Wie kommen Sie denn darauf, dass auch nur ein einziger Mensch sich durch ein sogenanntes „Hass-Posting“ irgendetwas aufzwingen lässt?
Ich habe Sie und auch sonst niemanden dazu gebeten, mich vor der Meinung (in welcher Art und auf welche Weise diese auch immer geäußert wird) meiner Mitmenschen zu beschützen.
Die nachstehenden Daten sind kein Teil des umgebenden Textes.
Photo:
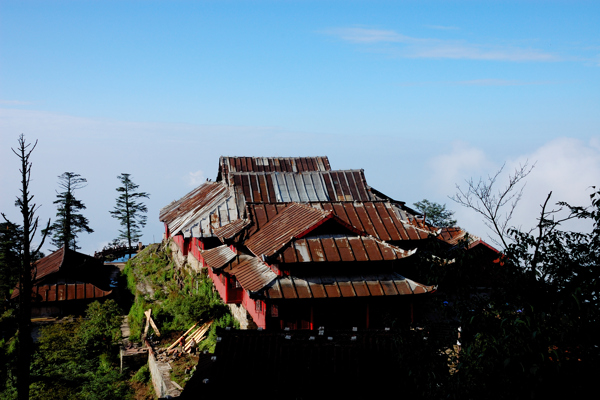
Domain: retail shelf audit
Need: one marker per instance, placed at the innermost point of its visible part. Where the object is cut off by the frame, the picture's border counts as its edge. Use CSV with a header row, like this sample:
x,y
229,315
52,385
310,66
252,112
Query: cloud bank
x,y
411,47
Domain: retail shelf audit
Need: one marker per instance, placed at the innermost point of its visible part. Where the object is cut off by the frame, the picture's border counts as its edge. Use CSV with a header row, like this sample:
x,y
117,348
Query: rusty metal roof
x,y
232,229
350,285
381,219
293,222
271,164
218,256
68,291
272,187
208,207
67,271
251,272
49,264
334,248
329,364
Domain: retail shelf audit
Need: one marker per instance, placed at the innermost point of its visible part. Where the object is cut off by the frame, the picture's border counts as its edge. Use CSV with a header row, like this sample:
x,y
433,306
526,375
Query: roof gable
x,y
208,207
302,187
293,222
270,164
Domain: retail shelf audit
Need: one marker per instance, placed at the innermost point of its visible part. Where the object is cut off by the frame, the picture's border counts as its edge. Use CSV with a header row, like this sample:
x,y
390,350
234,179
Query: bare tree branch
x,y
495,206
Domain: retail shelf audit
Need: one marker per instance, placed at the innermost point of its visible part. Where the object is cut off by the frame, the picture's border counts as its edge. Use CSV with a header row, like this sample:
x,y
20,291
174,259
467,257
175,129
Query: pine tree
x,y
129,210
436,214
11,237
69,222
27,269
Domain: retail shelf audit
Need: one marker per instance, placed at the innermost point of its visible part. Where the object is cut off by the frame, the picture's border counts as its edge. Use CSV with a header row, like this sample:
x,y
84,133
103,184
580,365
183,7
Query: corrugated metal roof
x,y
381,219
339,364
272,187
251,273
208,207
292,222
67,270
219,256
49,264
355,285
232,229
68,291
271,164
333,248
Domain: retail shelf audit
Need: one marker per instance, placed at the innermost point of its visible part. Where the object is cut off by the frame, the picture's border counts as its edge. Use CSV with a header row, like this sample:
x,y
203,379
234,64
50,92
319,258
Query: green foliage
x,y
8,353
173,309
142,375
69,221
102,327
437,214
11,237
129,210
534,333
75,359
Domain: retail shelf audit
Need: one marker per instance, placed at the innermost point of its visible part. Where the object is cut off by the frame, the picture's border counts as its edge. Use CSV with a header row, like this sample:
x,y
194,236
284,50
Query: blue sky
x,y
421,94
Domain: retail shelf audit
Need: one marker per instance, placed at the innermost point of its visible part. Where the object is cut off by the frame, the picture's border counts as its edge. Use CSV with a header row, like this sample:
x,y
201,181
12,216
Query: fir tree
x,y
129,210
69,222
11,237
436,214
27,269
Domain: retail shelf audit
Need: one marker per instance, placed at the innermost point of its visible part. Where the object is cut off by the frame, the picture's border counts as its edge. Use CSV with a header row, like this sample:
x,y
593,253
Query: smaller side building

Meinungsfreiheit ist die Mutter aller Freiheiten
Zu guter Letzt: Es kann nicht sein, dass alle über „Hate-Speech“ reden, aber niemand definieren kann, was das denn genau sein soll und warum das neuerdings justiziabel ist (ist es nämlich nicht! S.o.). Das ist übrigens auch mit dem Begriff „rechts“ der Fall.
Ganz schön frech, wie Sie hier Ihre eigene subjektive Meinung als stellvertretend für alle anderen hinstellen. Dazu gehört schon eine Portion Größenwahn. Es sei Ihnen natürlich unbenommen, dass Sie keinen Schutz vor Hate Speech benötigen. Aber andere Menschen brauchen diesen Schutz sehr wohl, denn sie sind Opfer des Terrors durch Hasskommentare.
Nur weil Sie persönlich nicht von diesem Problem betroffen sind, heisst das noch lange nicht, dass es das Problem nicht gibt und dass andere auch keine Unterstützung brauchen.
Da Sie zugeben, null Ahnung zu haben, was Hate Speech bedeutet, Sie sich aber gleichzeitig als Paragraphenreiter aufspielen, dürfte Ihnen auch nicht klar sein, was dieser Terror für die Betroffenen bedeutet, hier also eine kleine Nachhilfe:
Menschen, die Hasskommentaren ausgesetzt sind, landen oft in einer psychischen Krise, sie entwickeln Angststörungen, Eßstörungen, Depressionen, bis hin zum Nervenzusammenbruch. Sie meiden als Folge des Hasses das Internet und halten sich bei Diskussionen heraus.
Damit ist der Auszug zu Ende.